August 28, 2014 | Registered CommenterDan Kahan

Dan Kahan, I'm not sure why you would need me to clarify what I am referring to. I specifically highlighted the fact you used an appropriate methodology when creating the OSI scale. As such, I obviously wasn't referring to that when I said you did something inappropriate. The only thing I could have possibly been referring to were the "simple correlations" you refer to now, ones you can find by searching for "r =0." in the document. As for your comment:

Or tell me which correlations you think are objectionable & what you'd do instead. I'd be indebted.

Without seeing the data, I can't tell how one should analyze it. There are a variety of transformations ones can use to address non-normal distributions, and there are other tests one could use instead of simple correlation calculations. A person needs to be able to look at the data to tell which are most appropriate. Otherwise, all they can do is provide the same laundry list of possible solutions one could find with Google.

Also worth repeating, for benefit of others, that my position on cathecistic "science literacy" scales that seek to certify due assimilation of some set of canonical "facts"-- the model of the NSF Indicators-- is pretty close to yours. That is, I am against them. We might still disagree, but I think it would be about how to understand standardized test items as indirect measures of an unobservable reasoning disposition

You specifically labeled saying the universe began with a huge explosion as the "correct answer." When discussing the question, you labeled the "correct response" one which requires saying something incredibly stupid.

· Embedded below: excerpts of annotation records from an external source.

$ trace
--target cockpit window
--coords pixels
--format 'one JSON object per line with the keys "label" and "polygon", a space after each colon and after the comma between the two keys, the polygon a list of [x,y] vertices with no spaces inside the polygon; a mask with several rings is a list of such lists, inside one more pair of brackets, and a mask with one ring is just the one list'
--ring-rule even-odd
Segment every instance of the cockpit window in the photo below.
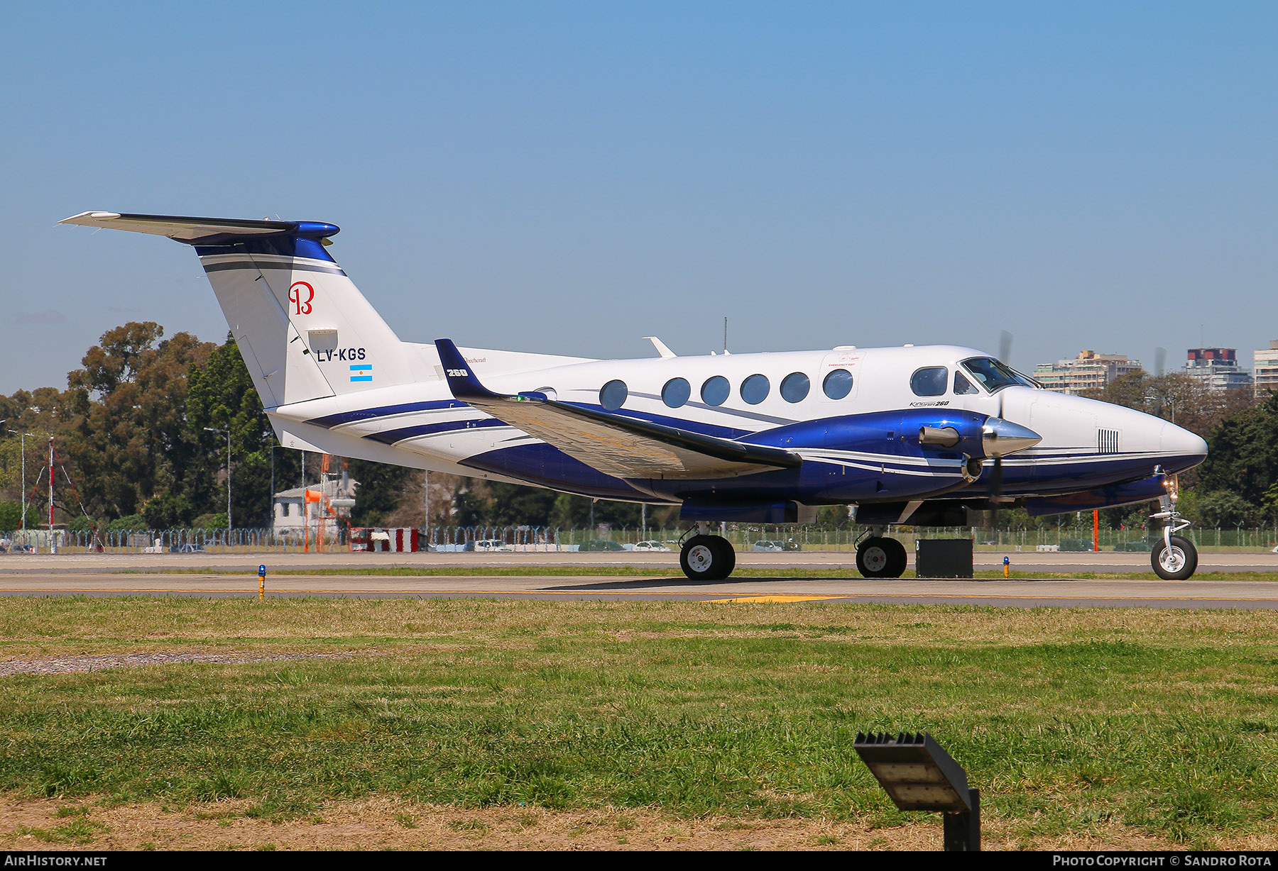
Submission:
{"label": "cockpit window", "polygon": [[962,377],[961,372],[955,373],[955,396],[967,396],[969,393],[980,393],[976,386]]}
{"label": "cockpit window", "polygon": [[1034,379],[1026,378],[1021,373],[1012,369],[1006,363],[999,363],[990,356],[974,356],[962,361],[962,368],[971,373],[976,383],[984,387],[990,393],[1003,390],[1005,387],[1038,387]]}
{"label": "cockpit window", "polygon": [[919,369],[910,375],[910,390],[915,396],[942,396],[946,392],[946,382],[950,381],[950,370],[944,367],[928,367]]}

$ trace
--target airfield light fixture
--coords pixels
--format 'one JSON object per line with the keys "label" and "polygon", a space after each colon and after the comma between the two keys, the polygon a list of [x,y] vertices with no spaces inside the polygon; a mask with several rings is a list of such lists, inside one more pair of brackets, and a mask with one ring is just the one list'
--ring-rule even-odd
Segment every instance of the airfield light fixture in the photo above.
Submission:
{"label": "airfield light fixture", "polygon": [[980,791],[930,734],[858,733],[852,748],[898,810],[943,815],[947,851],[980,849]]}

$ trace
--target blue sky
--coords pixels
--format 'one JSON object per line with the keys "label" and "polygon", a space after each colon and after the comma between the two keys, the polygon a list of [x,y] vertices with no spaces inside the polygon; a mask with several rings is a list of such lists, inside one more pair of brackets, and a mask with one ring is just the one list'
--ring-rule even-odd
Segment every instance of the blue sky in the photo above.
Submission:
{"label": "blue sky", "polygon": [[1278,338],[1273,4],[10,4],[0,391],[225,337],[86,209],[309,218],[401,338],[647,356]]}

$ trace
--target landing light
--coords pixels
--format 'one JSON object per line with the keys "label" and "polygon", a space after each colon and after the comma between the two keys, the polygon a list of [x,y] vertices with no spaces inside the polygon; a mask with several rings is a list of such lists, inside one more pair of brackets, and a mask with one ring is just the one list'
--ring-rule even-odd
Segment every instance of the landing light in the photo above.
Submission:
{"label": "landing light", "polygon": [[947,851],[980,849],[980,791],[930,734],[856,733],[852,748],[898,810],[944,815]]}

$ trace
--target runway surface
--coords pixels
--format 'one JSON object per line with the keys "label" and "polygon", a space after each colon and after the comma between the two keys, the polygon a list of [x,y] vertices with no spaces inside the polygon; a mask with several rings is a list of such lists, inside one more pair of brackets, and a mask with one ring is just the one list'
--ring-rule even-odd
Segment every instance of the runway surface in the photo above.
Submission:
{"label": "runway surface", "polygon": [[[850,554],[741,554],[736,573],[727,581],[698,582],[684,577],[615,576],[390,576],[390,575],[282,575],[279,570],[327,567],[387,568],[391,566],[497,566],[520,564],[634,564],[671,567],[675,554],[138,554],[138,556],[43,556],[18,557],[35,564],[0,564],[0,595],[5,596],[204,596],[252,598],[257,595],[257,566],[268,566],[266,590],[271,598],[449,598],[482,596],[510,599],[593,600],[684,600],[684,602],[860,602],[895,604],[951,604],[997,607],[1099,607],[1099,608],[1278,608],[1278,575],[1274,581],[1162,581],[1149,580],[869,580],[828,577],[822,572],[850,566]],[[988,554],[988,567],[1002,563],[1001,554]],[[1044,572],[1070,571],[1080,556],[1013,554],[1036,557]],[[1148,554],[1095,554],[1121,562],[1112,567],[1093,563],[1086,571],[1140,571]],[[1205,571],[1218,570],[1214,558],[1231,557],[1235,571],[1278,568],[1278,554],[1213,554]],[[299,558],[300,557],[300,558]],[[351,558],[354,557],[354,559]],[[607,557],[607,559],[601,559]],[[622,558],[624,557],[624,558]],[[987,557],[987,554],[982,554]],[[571,559],[570,559],[571,558]],[[762,558],[762,559],[760,559]],[[1044,559],[1047,558],[1047,559]],[[997,562],[996,562],[997,559]],[[42,561],[42,564],[41,564]],[[1028,561],[1026,561],[1028,562]],[[189,566],[187,572],[175,567]],[[1021,571],[1030,570],[1017,562]],[[194,571],[211,567],[213,572]],[[800,577],[751,577],[751,568],[790,566]],[[240,570],[236,572],[235,570]],[[10,571],[5,571],[10,570]],[[134,573],[120,573],[133,571]],[[138,570],[144,570],[138,572]],[[231,572],[231,573],[225,573]]]}

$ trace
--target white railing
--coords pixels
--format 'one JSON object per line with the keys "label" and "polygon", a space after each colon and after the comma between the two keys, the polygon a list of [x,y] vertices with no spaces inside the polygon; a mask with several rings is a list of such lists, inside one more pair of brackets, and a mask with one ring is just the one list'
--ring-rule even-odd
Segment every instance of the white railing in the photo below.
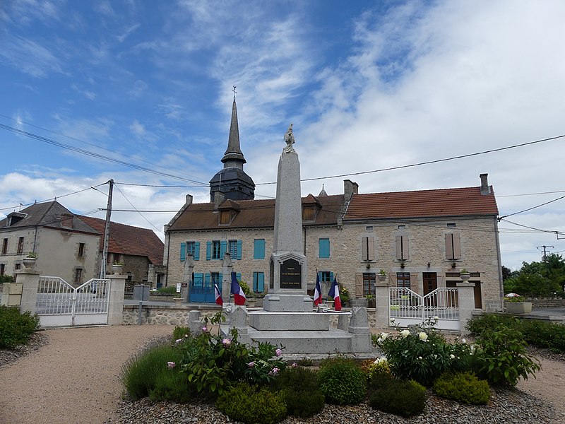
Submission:
{"label": "white railing", "polygon": [[458,329],[457,288],[441,288],[425,296],[403,287],[388,288],[389,317],[401,326],[438,317],[438,328]]}

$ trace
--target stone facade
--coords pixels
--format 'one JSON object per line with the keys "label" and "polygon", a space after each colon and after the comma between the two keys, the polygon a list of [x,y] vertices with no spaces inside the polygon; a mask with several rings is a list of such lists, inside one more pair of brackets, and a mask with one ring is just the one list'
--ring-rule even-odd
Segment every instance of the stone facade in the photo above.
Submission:
{"label": "stone facade", "polygon": [[[405,228],[399,230],[399,225]],[[456,260],[446,256],[446,234],[453,232],[460,237],[461,257]],[[367,294],[363,293],[362,286],[359,287],[363,273],[376,273],[383,269],[391,285],[396,285],[397,273],[409,273],[410,288],[422,295],[424,273],[436,275],[438,288],[446,287],[446,283],[450,283],[454,286],[456,282],[461,281],[458,276],[460,269],[465,268],[472,273],[471,282],[480,282],[480,291],[477,293],[477,296],[480,296],[477,305],[480,303],[481,309],[486,311],[499,310],[500,265],[496,234],[496,222],[493,218],[428,218],[397,222],[391,220],[386,223],[367,220],[358,224],[344,223],[341,226],[307,227],[303,230],[303,235],[304,254],[309,264],[307,276],[309,288],[312,289],[315,285],[316,270],[329,271],[337,274],[338,281],[348,289],[351,298],[362,298]],[[396,237],[399,235],[408,236],[410,254],[405,260],[397,259],[396,257]],[[242,241],[242,259],[232,261],[234,271],[241,273],[242,279],[250,287],[253,273],[263,272],[266,288],[273,236],[273,229],[172,232],[169,235],[168,285],[182,281],[184,268],[180,260],[181,242],[191,241],[201,244],[199,259],[194,261],[195,273],[221,273],[221,260],[206,260],[206,242],[239,240]],[[364,261],[362,257],[364,236],[374,237],[374,260]],[[320,238],[330,240],[329,258],[319,257]],[[253,259],[256,239],[266,241],[264,259]],[[455,268],[452,267],[453,263]],[[328,289],[328,283],[323,285],[323,293],[327,293]]]}

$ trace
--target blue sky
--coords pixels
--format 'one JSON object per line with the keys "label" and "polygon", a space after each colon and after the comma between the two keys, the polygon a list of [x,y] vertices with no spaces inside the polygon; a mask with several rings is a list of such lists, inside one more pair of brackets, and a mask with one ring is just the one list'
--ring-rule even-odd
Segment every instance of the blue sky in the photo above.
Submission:
{"label": "blue sky", "polygon": [[[227,143],[232,86],[245,171],[256,184],[276,180],[291,122],[303,179],[565,134],[564,16],[559,0],[4,0],[0,218],[56,196],[102,218],[96,211],[107,185],[97,186],[110,178],[191,186],[118,184],[118,209],[177,211],[187,193],[208,201]],[[369,193],[477,186],[487,172],[505,216],[565,196],[564,143],[349,178]],[[343,193],[343,179],[304,182],[302,194],[317,194],[322,184]],[[97,191],[60,197],[91,186]],[[259,184],[256,194],[275,189]],[[564,202],[507,219],[565,232]],[[114,212],[112,220],[162,237],[173,215]],[[538,246],[565,250],[555,233],[500,227],[503,264],[513,269],[540,260]]]}

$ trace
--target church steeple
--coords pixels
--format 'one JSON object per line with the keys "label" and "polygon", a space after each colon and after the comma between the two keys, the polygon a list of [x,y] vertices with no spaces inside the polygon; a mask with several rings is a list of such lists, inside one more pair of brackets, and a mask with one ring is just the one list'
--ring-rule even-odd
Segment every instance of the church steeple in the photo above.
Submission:
{"label": "church steeple", "polygon": [[237,106],[235,104],[235,86],[234,102],[232,106],[232,122],[227,139],[227,148],[222,158],[224,169],[210,180],[210,201],[213,202],[215,193],[220,192],[224,199],[232,200],[253,200],[255,198],[255,183],[243,170],[247,161],[239,147],[239,126],[237,123]]}
{"label": "church steeple", "polygon": [[237,105],[234,103],[232,106],[232,123],[230,125],[230,136],[227,139],[227,148],[222,158],[224,168],[234,166],[243,169],[243,164],[246,163],[239,147],[239,126],[237,124]]}

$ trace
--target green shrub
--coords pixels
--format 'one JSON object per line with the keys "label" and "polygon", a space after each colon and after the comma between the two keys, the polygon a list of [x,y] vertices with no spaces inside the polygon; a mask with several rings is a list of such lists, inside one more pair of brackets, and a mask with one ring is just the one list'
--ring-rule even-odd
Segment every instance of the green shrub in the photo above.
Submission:
{"label": "green shrub", "polygon": [[381,334],[378,345],[395,376],[430,387],[444,372],[464,370],[468,366],[468,345],[447,343],[432,328],[433,325],[435,324],[428,320],[420,331],[402,330],[396,336]]}
{"label": "green shrub", "polygon": [[504,325],[484,330],[476,339],[473,355],[475,373],[493,384],[516,386],[521,377],[528,379],[540,369],[531,358],[522,333]]}
{"label": "green shrub", "polygon": [[434,383],[438,396],[471,405],[486,405],[490,391],[489,384],[472,372],[445,372]]}
{"label": "green shrub", "polygon": [[410,417],[424,412],[426,389],[414,380],[391,379],[371,393],[369,404],[373,409]]}
{"label": "green shrub", "polygon": [[342,357],[322,361],[318,384],[328,404],[356,405],[367,393],[365,374],[355,360]]}
{"label": "green shrub", "polygon": [[149,389],[149,399],[154,402],[165,401],[186,404],[194,395],[186,376],[179,372],[176,366],[159,372],[155,377],[153,388]]}
{"label": "green shrub", "polygon": [[216,408],[231,420],[242,423],[274,424],[285,418],[287,407],[280,391],[270,391],[242,382],[220,394]]}
{"label": "green shrub", "polygon": [[288,367],[273,380],[273,390],[282,390],[288,415],[306,418],[320,412],[326,403],[318,388],[316,371]]}
{"label": "green shrub", "polygon": [[134,401],[148,396],[159,375],[170,372],[167,363],[174,362],[177,368],[181,358],[180,352],[168,345],[153,346],[133,356],[121,367],[126,391]]}
{"label": "green shrub", "polygon": [[160,293],[169,293],[170,295],[177,294],[176,285],[167,285],[167,287],[162,287],[157,290]]}
{"label": "green shrub", "polygon": [[18,307],[0,305],[0,348],[12,349],[27,344],[40,327],[40,318],[28,311],[20,313]]}

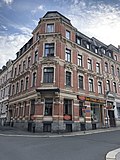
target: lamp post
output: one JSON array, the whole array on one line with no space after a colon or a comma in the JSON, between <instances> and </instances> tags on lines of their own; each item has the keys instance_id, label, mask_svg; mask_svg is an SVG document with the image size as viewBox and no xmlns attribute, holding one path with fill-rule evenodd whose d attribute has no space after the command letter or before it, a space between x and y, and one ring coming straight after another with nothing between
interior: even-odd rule
<instances>
[{"instance_id":1,"label":"lamp post","mask_svg":"<svg viewBox=\"0 0 120 160\"><path fill-rule=\"evenodd\" d=\"M110 91L106 91L106 117L105 117L105 127L108 128L109 127L109 115L108 115L108 109L107 109L107 98L108 98L108 94L110 93Z\"/></svg>"}]
</instances>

You can't publish a document in which you interpret something as the correct answer then turn around and tell everyone, "I'm not saying it is the right answer, but it measures a latent variable." That's not what you said! If that's what you intended to say, the material you published is wrong, and you should say so.

On stories, I'm curious. Would you say the same thing about this item: "Does the Earth go around the Sun, or does the Sun go around the Earth?"

No. This should be clear as my post says I can forgive poor phrasing and issues of semantics. I'm not an idiot looking for technicalities.

And when I say I'm not an idiot, I mean that to imply your question is idiotic. It's true the planet does not revolve around the sun, but rather whatever location happens to be the centerpoint for mass in the solar system at a particular moment. However, that doesn't change the fact Earth goes around the Sun. Nothing about the phrase "go around the Sun" requires a revolution with the sun as a centerpoint.

August 28, 2014 | Unregistered CommenterBrandon Shollenberger

Dan -

Don't know if you have the data - but if you excluded the other religion-associated items (e.g., questions related to evolution) from the battery, is there any association between "true" answers on the big bang question and higher "scientific literacy" scores on the remaining items?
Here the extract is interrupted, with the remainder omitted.